Yeah. These instances will be on for two hours and at the end of two hours it’s going to turn off. Anything we do goes completely away. We can always start a new session which is what we’re going to do for those of you who were here earlier today. But we won’t have what you built last time. Tomorrow you can come back and do it again if you want. All right. Is anyone not yet clicked on this lab? Are we all here? Okay, we’ll give you a couple more minutes. I see some hands.
Arno:
One more side note is that these instances are very cheap, right? They’re Amazon throwaway instances that are probably four virtual cores or something, or eight virtual cores. Those are not necessarily the fastest systems to run Driverless experiments, so if you think that it’s not that fast it’s probably because the system is very slow. What you really want is SSD hard drives and you want mainly core CPUs, multi-core, multi-chip, multi-GPU, scale up basically. A fast, single server. That’s usually the best. If you have eight GPUs on it you can do 10s of high-torch NLT models on steroids. If you don’t have GPUs you can still fit Light GPM, actually is no problem, but anything NLP will become really slow unless you do the statistical methods that come out of the box. But any [inaudible] will be slow. Those you have to enable in the product. Once you enable them you really want to make sure you have GPUs, otherwise you’ll wait 100X longer.
Michelle:
All right. Hello to everyone that just walked in and joined us. What we’re going to do firstly before we jump into an overview of recipes is we’re going to go to Aquarium.h2o.ai, make an account, and once you’ve made an account you’re going to click view details on the lab that says David Driverless AI 1.8.0. Looks good. All right.

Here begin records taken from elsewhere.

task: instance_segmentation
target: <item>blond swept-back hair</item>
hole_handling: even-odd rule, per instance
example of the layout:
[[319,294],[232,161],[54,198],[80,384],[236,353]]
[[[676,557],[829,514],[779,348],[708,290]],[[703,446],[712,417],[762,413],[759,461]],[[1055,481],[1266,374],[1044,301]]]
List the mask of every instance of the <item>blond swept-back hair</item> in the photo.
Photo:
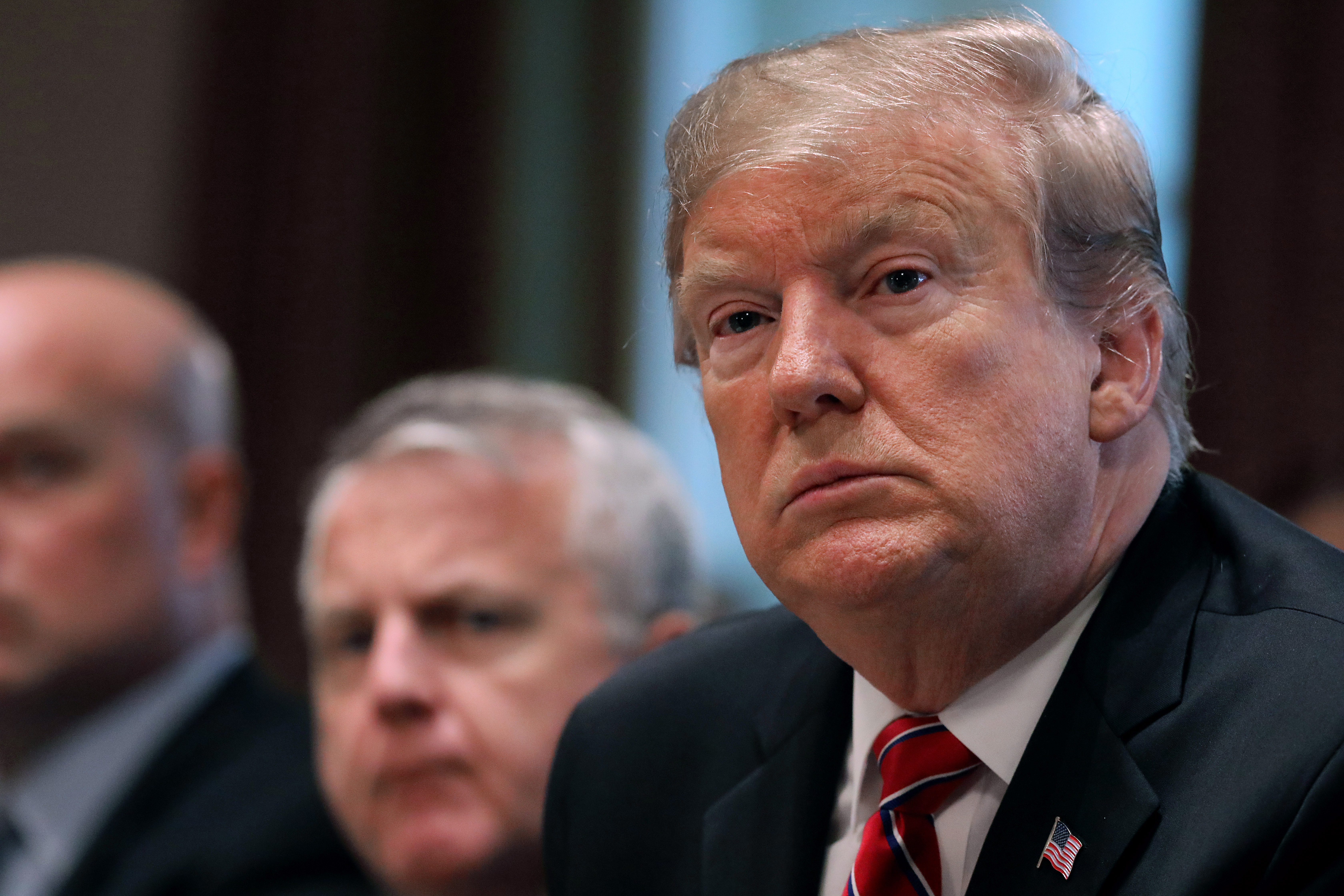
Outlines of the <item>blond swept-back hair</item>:
[[1003,199],[1027,226],[1036,271],[1062,305],[1101,328],[1148,308],[1163,321],[1154,407],[1171,473],[1199,447],[1187,415],[1185,314],[1163,261],[1157,199],[1130,124],[1078,73],[1073,47],[1046,24],[950,19],[902,30],[856,28],[730,63],[691,97],[667,136],[675,352],[696,364],[676,296],[687,222],[720,177],[790,163],[844,164],[845,141],[899,138],[954,124],[1001,148]]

After you click view details there’s a place where you can start your lab and that’s what we’ll be doing in about 20 minutes after we start with an overview and explaining recipes and all of that. Is there anyone that has not yet made an account or found this lab? Raise your hand now or forever be lost. Okay, cool. We can go ahead and get started then.
What we’re going to talk about today in the make your own AI agenda, we’re going to talk about what custom recipes are, what BYOR is and how it fits into Driverless AI. Then we’ll actually talk about what recipes are. We’ll then together walk through a tutorial of how to use custom recipes. We also have a tutorial on how to write custom recipes which we can talk a little bit about today but probably won’t fit into the session. Then finally we’re going to have some of our experts on the stage to talk about how to write a recipe and give some examples of them.

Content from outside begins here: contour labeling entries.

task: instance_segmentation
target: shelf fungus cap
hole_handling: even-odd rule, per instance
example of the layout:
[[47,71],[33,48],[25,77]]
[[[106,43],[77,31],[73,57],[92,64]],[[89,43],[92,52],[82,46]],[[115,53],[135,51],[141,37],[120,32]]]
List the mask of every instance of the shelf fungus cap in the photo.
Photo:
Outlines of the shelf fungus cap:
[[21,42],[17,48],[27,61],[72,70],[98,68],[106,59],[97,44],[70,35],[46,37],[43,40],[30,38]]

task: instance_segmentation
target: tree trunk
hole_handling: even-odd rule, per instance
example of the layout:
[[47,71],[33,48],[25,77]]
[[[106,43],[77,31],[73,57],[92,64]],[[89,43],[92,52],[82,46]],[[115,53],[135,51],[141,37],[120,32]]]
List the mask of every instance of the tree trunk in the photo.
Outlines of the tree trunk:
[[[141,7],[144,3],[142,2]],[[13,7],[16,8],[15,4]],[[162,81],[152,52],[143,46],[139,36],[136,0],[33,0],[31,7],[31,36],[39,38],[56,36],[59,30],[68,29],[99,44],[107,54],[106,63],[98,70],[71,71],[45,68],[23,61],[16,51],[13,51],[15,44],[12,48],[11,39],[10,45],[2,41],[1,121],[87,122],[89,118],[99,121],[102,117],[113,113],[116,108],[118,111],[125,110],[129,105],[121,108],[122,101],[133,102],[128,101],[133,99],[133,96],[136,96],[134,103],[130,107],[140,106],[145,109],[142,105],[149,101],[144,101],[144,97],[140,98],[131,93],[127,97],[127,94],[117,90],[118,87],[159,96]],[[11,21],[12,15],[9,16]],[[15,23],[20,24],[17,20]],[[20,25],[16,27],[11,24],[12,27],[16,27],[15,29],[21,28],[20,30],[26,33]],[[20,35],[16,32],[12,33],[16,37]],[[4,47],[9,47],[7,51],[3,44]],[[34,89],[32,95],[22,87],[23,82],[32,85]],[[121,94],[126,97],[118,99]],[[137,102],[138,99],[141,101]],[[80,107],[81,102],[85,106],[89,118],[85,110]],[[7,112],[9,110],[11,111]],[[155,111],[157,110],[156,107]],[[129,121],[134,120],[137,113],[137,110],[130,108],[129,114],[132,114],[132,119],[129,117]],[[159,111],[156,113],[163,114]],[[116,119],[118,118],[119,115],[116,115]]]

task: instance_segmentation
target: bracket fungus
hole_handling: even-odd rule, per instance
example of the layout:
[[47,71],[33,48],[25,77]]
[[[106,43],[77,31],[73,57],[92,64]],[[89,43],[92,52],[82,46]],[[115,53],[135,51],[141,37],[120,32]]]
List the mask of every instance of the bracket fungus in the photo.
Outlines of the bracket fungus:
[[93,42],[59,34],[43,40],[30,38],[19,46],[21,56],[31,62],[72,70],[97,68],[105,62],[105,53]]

At this point Arno, do you want to give us our intro to recipes? If not, I can keep going. You just mentioned it.
Arno:
I think you can do it just fine.
Michelle:
Okay.
Arno:
I’ll be here for questions.
Michelle:
Awesome, okay. As you’ve probably heard a lot today about Driverless AI it has many key features. This is a platform for automated machine learning that can run in any major cloud or on PRM. We do automatic feature engineering. We build visualizations for exploratory data analysis. We have machine learning interpretability so that you’re not building a black box but you’re actually building a model that you can really understand and explain to your business users. The types of use cases we’re doing are supervised machine learning, so this is things like classification. Will someone churn or not? Or maybe multiclass. Which group does this customer fit into? Then we also do regression and forecasting. So predicting amounts or understanding what are sales going to be in every store for every week for the next three months. In addition to these use cases we can handle text data and we can also take that final model, the Mojo, and deploy it just about anywhere.
What we’re going to really be focusing on today, at this point we’re assuming that you’ve seen Driverless before. You’ve probably used Driverless before and we’re going to be focusing on the bring your own recipes. This is the extensibility where you can add in your own feature engineering, your own models, or your own KPIs or scores in the Driverless AI to help shape and fit your use cases and data even better.

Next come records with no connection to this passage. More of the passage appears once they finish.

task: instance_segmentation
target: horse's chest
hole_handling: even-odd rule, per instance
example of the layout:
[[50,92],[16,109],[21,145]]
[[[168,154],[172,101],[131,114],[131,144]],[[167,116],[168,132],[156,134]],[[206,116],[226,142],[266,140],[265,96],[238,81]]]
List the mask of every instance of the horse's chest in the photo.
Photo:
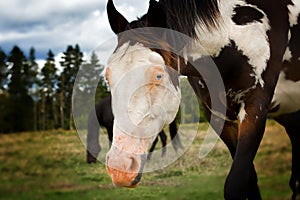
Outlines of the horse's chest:
[[300,110],[300,81],[287,80],[282,72],[279,76],[272,100],[272,116]]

Driverless AI is an extensible platform that works on many use cases. We were built across industries. It wasn’t built for a specific type of industry or use case and there’s many different types of use cases that we’re helpful with. Some of them are here.
What recipes really helps with is letting you add in your domain expertise, often which might already be written in models or Python scripts, into Driverless. So you can add in your custom recipes to be tested on what we’re doing as well. So we have our highly tested, robust algorithms that work across industries along with your specific business knowledge on your domain.
This is the standard workflow for Driverless AI. We start by bringing in a tabular data set. This can come from basically any SQL data warehouse. Maybe your data is in the cloud, and we bring in the data set. We can do exploratory data analysis using AutoViz. This gives us the common statistical visualizations on every column and combination of columns in our data sets so we can understand that our data is as clean as we’re expecting and that there’s nothing suspicious in it.
The meat of Driverless is this automatic model building where we’re building new features on your data with automatic feature engineering. We’re testing many different algorithms and then we’re tuning those algorithms. This is done in a genetic algorithm where over many iterations different models compete against each other and the best ones win.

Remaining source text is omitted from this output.